Live alive: My Morning Jacket lives up to double live hype
By Mark Guarino
Louisville’s My Morning Jacket is routinely compared to bands from the past and present that present inner emotions and frailties against a backdrop that stretches wide and stands tall: Pink Floyd, U2, Wilco and Radiohead.
However complimentary, the parallels fizzle out from there. Over five albums, My Morning Jacket has become one of those rare bands that fail categorization. You can try, but you’ll always fall short. The songs, incorporating flashes of Southern rock and electronic, seem to inhabit a different orbit, one that does not necessarily follow the neat rules of songcraft but instead find a heartbeat in grandeur. The unruly beards the bandmembers wear and their long stretches of instrumentation have aligned them with many jam bands. However, despite routinely sharing the stage with them at festivals like Coachella and Bonnaroo, My Morning Jacket is not finding their way as they go along, either during a song or on the career path. This is a band with a distinct sound and supersized ambition.
“Okonokos” (ATO/RCA), recently released, is a testament to their drive. Not only does it happen to be one of rock’s cliched hallmarks — the double live album — it breaks the rules by featuring mostly songs from its two albums, “Z” and “It Still Moves,” that were released in the past two years. (A companion DVD featuring the same concert is available separately.)
However familiar those songs may still be for fans, on this live album they sound fleshier and primed for bigger things. The first three songs are the same that kick off “Z” but they are filled with more suspense and reach taller peaks. “We are the innovators/they are the imitators,” lead singer and songwriter Jim James sings on the opening song (“Wordless Chorus”), clearly defining what follows.
His singing is the music’s brute force. Slurpy, big and raw, the words frequently escape definition, but the emotion power is frequently shattering. James bends through octaves, his voice soaring, often cracking, revealing the vulnerabilities that lie underneath. In songs like “It Beats 4 U,” with the band charging behind him, James’ voice soars with intensity. Although it has the ability to howl at high peaks, he counters the bombast with simmering moments that are lush “(I Will Sing You Songs”) and darkly frail (“I Think I’m Going to Hell”).

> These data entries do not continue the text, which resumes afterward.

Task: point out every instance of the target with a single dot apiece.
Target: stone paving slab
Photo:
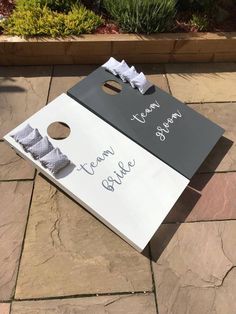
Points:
(202, 82)
(196, 271)
(67, 251)
(5, 308)
(12, 166)
(23, 91)
(215, 199)
(223, 155)
(120, 304)
(14, 205)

The band’s complex architecture of sounds has gotten craftier in recent years too. “Anytime,” despite its massive scope, manages to stick to a simpler structure, with pop elements like sighing background vocals complimenting James’ whoops.
“Okonokos” was recorded at the Fillmore in San Francisco, one of the nation’s hallowed rock venues since the days when it served as the headquarters for the Grateful Dead. If there’s a drawback to these two discs, it’s that the interaction of playing live is minimal. Strip away some of the crowd noise (surprisingly, audience chatter is mixed very low to almost none), and this could be another studio album. And who wants that?
You do. For first-time converts to My Morning Jacket, this is the album to get. For long-time fans, these 21 tracks are reminders how explosive a live performance can be and how exciting it is when the band can seek, and then maintain, grandeur.